Kathleen M Bergen, PhD, is Associate Research Scientist in the School for Environment and Sustainability at the University of Michigan, Ann Arbor. Dr. Bergen currently has interim administrative oversight of the SEAS Environmental Spatial Analysis Laboratory (ESALab) and is interim Director of the campus-wide Graduate Certificate Program in Spatial Analysis.
Prof. Bergen works in the areas of human dimensions of environmental change; remote sensing, GIS and biodiversity informatics; and environmental health and informatics. Her focus is on combining field and geospatial data and methods to study the pattern and process of ecological systems, biodiversity and health. She also strives to build bridges between science and social science to understand the implications of human actions on the social and natural systems of which we are a part. She teaches courses in Remote Sensing and Geographic Information Systems. Formerly she served as a founding member of the UM LIbrary’s MIRLYN implementation team, directed the University Map Collection, and set up the M-Link reference information network.
Brenda Gillespie, PhD, is Associate Director in Consulting for Statistics, Computing and Analytics Research (CSCAR) with a secondary appointment as Associate Research Professor in the department of Biostatistics in the School of Public Health at the University of Michigan, Ann Arbor. She provides statistical collaboration and support for numerous research projects at the University of Michigan. She teaches Biostatistics courses as well as CSCAR short courses in survival analysis, regression analysis, sample size calculation, generalized linear models, meta-analysis, and statistical ethics. Her major areas of expertise are clinical trials and survival analysis.

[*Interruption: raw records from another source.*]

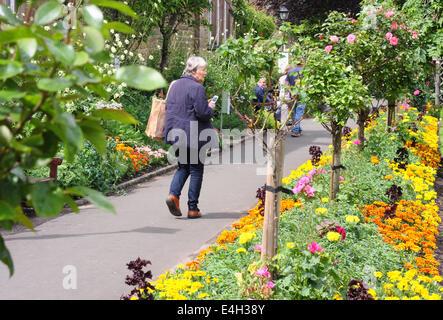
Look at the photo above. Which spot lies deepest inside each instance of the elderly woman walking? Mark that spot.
(189, 129)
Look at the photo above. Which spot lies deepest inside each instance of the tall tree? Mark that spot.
(168, 15)
(300, 10)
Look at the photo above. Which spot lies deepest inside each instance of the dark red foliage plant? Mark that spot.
(139, 279)
(358, 290)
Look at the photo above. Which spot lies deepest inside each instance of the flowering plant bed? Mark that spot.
(376, 241)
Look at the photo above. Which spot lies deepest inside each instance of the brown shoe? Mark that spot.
(173, 204)
(194, 214)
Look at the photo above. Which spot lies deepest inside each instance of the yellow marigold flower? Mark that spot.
(246, 237)
(374, 160)
(378, 274)
(394, 275)
(372, 293)
(333, 236)
(240, 250)
(352, 219)
(320, 211)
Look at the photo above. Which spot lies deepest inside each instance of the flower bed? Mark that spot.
(377, 243)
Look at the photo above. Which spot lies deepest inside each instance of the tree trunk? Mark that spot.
(196, 41)
(336, 159)
(362, 117)
(272, 202)
(437, 83)
(164, 51)
(391, 114)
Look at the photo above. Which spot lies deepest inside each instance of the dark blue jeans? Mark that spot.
(186, 169)
(296, 115)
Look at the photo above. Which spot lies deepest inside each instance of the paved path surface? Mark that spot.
(95, 246)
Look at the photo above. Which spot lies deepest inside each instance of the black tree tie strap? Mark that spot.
(278, 189)
(338, 167)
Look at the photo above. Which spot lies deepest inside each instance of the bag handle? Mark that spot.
(166, 98)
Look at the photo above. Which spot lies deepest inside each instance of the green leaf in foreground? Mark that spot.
(48, 12)
(5, 257)
(123, 8)
(112, 114)
(141, 77)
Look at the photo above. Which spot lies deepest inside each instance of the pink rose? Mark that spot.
(351, 38)
(341, 231)
(310, 191)
(389, 14)
(393, 41)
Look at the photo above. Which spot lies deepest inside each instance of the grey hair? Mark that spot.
(193, 64)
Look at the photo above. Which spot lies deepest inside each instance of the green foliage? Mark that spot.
(38, 63)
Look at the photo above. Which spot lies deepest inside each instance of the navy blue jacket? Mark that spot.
(293, 75)
(188, 111)
(260, 94)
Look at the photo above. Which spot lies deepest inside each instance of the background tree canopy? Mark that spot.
(310, 9)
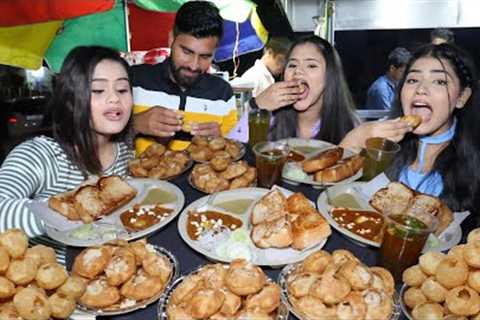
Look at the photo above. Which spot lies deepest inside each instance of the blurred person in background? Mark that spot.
(265, 70)
(381, 93)
(442, 35)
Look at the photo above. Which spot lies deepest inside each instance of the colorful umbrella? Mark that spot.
(104, 22)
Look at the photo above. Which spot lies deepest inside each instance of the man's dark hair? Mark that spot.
(279, 45)
(444, 34)
(200, 19)
(398, 57)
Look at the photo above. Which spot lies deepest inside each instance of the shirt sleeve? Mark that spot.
(231, 118)
(20, 177)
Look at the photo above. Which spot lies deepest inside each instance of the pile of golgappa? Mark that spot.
(33, 286)
(446, 285)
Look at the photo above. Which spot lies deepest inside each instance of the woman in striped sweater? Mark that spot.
(91, 107)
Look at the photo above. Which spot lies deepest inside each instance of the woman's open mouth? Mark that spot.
(114, 114)
(304, 90)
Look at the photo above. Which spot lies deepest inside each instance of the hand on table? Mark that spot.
(158, 121)
(393, 130)
(279, 94)
(211, 129)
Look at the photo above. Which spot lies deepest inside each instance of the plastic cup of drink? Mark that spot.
(379, 155)
(270, 158)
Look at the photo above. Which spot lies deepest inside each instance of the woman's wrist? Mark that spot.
(253, 103)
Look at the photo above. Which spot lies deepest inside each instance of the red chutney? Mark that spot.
(366, 224)
(295, 156)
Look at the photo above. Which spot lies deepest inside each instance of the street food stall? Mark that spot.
(290, 229)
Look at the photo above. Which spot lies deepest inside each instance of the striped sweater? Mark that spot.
(38, 169)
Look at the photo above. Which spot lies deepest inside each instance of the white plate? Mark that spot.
(143, 303)
(282, 282)
(282, 311)
(315, 147)
(240, 145)
(325, 208)
(263, 257)
(109, 227)
(354, 189)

Prof. Gillespie’s research interests are in the area of censored data and clinical trials. One research interest concerns the application of categorical regression models to the case of censored survival data. This technique is useful in modeling the hazard function (instead of treating it as a nuisance parameter, as in Cox proportional hazards regression), or in the situation where time-related interactions (i.e., non-proportional hazards) are present. An investigation comparing various categorical modeling strategies is currently in progress.
Another area of interest is the analysis of cross-over trials with censored data. Brenda has developed (with M. Feingold) a set of nonparametric methods for testing and estimation in this setting. Our methods out-perform previous methods in most cases.
Brian Min, PhD, is Associate Professor of Political Science in the College of Literature, Science, and the Arts at the University of Michigan, Ann Arbor. Prof. Min holds secondary appointments as Research Associate Professor in the Center for Political Studies and the Institute for Social Research.
Prof. Min studies the political economy of development with an emphasis on distributive politics, public goods provision, and energy politics. His research uses high-resolution satellite imagery to study the distribution of electricity across and within the developing world. He has collaborated closely with the World Bank using satellite technologies and statistical algorithms to monitor electricity access in India and Africa, including the creation of a web platform to visualize twenty years of change in light output for every village in India (http://nightlights.io).
Kai S. Cortina, PhD, is Professor of Psychology in the College of Literature, Science, and the Arts at the University of Michigan, Ann Arbor.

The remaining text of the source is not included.